In order to help the economy, the Federal Reserve has already lowered interest rates, and US Treasury securities are yielding unprecedented low rates of return. And it’s still possible that, like some European countries, US Treasuries could provide a negative rate of return — that means you will get less than your initial principal at maturity! This may be good news for borrowers — businesses and corporations, as well as a good time to refinance a mortgage. But for savers and investors, it makes for historically low returns on bonds and related fixed income products like annuities and CDs. And of course, if the US does enter a recession, it’s certainly possible corporate defaults and bankruptcies could spike.
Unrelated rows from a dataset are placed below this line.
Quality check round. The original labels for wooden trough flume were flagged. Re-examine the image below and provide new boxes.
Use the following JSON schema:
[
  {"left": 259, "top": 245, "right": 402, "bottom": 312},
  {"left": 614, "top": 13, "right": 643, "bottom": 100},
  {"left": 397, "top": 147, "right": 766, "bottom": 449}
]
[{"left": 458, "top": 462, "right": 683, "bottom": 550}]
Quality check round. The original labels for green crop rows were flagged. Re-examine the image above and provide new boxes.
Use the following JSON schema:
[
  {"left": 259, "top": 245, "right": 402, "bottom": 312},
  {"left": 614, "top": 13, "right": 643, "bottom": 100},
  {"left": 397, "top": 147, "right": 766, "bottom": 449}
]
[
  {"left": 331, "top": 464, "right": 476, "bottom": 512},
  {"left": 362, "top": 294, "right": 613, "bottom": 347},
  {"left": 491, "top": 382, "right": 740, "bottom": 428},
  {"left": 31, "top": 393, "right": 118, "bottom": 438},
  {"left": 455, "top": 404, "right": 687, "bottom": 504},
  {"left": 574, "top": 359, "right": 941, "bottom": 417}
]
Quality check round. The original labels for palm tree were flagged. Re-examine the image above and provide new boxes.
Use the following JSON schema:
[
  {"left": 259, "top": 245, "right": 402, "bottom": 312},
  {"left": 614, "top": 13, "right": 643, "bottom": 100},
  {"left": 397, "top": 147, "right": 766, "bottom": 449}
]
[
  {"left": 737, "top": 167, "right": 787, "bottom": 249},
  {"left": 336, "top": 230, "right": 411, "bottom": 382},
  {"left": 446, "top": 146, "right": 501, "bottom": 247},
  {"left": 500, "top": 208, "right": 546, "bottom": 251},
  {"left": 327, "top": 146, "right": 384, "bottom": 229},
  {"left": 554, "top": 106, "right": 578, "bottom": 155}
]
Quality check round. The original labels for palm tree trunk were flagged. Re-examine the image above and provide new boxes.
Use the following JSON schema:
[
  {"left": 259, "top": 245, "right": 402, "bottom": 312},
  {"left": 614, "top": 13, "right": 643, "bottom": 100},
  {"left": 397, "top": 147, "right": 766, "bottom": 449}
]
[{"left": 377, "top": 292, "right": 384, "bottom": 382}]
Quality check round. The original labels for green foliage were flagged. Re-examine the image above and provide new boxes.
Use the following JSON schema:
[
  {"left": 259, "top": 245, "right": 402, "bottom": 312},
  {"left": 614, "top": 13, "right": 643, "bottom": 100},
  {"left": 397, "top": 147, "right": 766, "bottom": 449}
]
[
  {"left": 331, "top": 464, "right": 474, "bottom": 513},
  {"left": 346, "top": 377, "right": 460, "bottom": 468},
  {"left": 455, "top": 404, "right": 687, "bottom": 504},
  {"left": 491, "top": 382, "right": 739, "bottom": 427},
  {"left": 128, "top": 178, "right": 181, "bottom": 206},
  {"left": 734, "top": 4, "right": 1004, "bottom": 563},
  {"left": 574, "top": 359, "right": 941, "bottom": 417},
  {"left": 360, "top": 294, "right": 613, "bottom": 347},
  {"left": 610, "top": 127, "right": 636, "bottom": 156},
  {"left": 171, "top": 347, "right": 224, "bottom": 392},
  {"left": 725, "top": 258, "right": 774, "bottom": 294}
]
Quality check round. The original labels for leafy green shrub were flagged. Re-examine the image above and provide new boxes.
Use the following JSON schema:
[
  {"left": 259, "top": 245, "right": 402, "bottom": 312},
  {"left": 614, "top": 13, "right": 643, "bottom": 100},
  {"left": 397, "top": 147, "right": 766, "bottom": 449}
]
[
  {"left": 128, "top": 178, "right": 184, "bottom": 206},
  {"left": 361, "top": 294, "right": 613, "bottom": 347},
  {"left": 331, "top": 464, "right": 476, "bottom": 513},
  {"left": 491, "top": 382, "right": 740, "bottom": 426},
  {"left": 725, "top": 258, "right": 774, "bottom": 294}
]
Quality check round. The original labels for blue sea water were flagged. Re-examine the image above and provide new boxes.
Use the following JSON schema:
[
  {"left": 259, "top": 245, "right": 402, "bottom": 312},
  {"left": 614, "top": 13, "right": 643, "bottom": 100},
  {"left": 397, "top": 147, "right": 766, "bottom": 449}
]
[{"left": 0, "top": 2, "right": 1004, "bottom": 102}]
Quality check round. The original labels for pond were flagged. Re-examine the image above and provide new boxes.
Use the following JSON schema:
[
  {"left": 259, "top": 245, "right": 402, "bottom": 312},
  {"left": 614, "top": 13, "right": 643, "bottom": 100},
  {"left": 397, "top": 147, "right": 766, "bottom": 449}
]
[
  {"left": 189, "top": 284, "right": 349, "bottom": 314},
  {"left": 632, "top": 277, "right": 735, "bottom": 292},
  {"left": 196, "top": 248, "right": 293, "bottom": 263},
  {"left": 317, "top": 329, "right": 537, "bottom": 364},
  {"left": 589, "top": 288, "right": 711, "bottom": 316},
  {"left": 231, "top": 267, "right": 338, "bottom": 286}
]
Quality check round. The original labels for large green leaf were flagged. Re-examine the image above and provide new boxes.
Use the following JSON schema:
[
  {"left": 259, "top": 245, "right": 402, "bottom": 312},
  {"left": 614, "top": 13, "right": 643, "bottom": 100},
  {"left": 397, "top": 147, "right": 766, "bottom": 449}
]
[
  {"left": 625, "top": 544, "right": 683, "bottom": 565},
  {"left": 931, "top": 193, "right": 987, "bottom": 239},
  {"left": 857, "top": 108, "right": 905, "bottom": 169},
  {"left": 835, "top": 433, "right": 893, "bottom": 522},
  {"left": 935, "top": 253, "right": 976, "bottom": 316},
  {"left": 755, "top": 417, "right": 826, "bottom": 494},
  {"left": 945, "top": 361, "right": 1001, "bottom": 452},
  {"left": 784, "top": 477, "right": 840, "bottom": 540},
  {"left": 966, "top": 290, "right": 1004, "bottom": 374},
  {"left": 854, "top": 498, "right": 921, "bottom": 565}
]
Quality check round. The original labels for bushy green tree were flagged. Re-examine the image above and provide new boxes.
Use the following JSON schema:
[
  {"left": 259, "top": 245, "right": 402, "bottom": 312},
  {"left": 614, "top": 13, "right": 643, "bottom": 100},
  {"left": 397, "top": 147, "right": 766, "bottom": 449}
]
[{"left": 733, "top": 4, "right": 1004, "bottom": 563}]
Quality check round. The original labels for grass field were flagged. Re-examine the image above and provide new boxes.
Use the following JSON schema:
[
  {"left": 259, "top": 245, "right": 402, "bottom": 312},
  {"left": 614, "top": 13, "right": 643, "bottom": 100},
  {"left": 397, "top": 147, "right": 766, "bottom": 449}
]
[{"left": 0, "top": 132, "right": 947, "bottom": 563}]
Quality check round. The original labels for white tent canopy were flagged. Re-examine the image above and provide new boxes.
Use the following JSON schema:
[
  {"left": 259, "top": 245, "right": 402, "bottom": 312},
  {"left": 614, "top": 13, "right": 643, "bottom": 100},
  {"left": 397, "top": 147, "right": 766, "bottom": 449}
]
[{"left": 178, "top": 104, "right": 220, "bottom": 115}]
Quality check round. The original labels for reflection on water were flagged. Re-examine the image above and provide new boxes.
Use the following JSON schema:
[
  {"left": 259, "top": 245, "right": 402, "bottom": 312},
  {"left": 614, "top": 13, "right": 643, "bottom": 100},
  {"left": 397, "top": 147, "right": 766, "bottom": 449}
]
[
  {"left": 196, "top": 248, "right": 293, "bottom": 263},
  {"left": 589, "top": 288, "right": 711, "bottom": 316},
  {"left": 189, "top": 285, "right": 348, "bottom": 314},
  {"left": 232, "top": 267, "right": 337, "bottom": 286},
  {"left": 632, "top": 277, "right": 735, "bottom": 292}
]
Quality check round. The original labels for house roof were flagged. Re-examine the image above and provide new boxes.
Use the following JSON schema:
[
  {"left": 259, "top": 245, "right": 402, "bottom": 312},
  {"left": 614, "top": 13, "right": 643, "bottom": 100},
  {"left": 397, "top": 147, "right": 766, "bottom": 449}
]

So, the question every investor must ask themselves it what to do NOW? As in any crisis, rule number one is always — don’t panic! It’s pretty well established that the professionals, let alone the average investor, can never pick the tops or the bottoms of markets. It’s just not possible to pick the absolute best time to buy or sell. In fact, it’s pretty common for many investors to panic, sell at the lows, and miss rebounds when they do occur.
Markets will occasionally experience dramatic drops — the real estate bubble, 911, the dot com crash, just to name a few. These so-called “black swan events," or events that are a complete surprise and have significant impacts, have hit markets since markets existed. But the fact is, long-term investing has a very good track record. During the 87-year period from 1928 to 2015, the S&P 500 returned an average of 9.5% per year. That’s pretty darn good. And over any 20-year period, the S&P 500 has always posted a positive return, no matter when you invested. Investors need to always remember that stocks need to be thought of as long-term investments. Buy stocks (or other securities) for short term gains can be risky and uncertain.
There’s no doubt the current crisis will pass. Business and government will go back to “normal.”Time and again, it’s been proven that having a plan and sticking to it is best course of action. And, if you have the funds, there certainly will be some great investment opportunities to be had.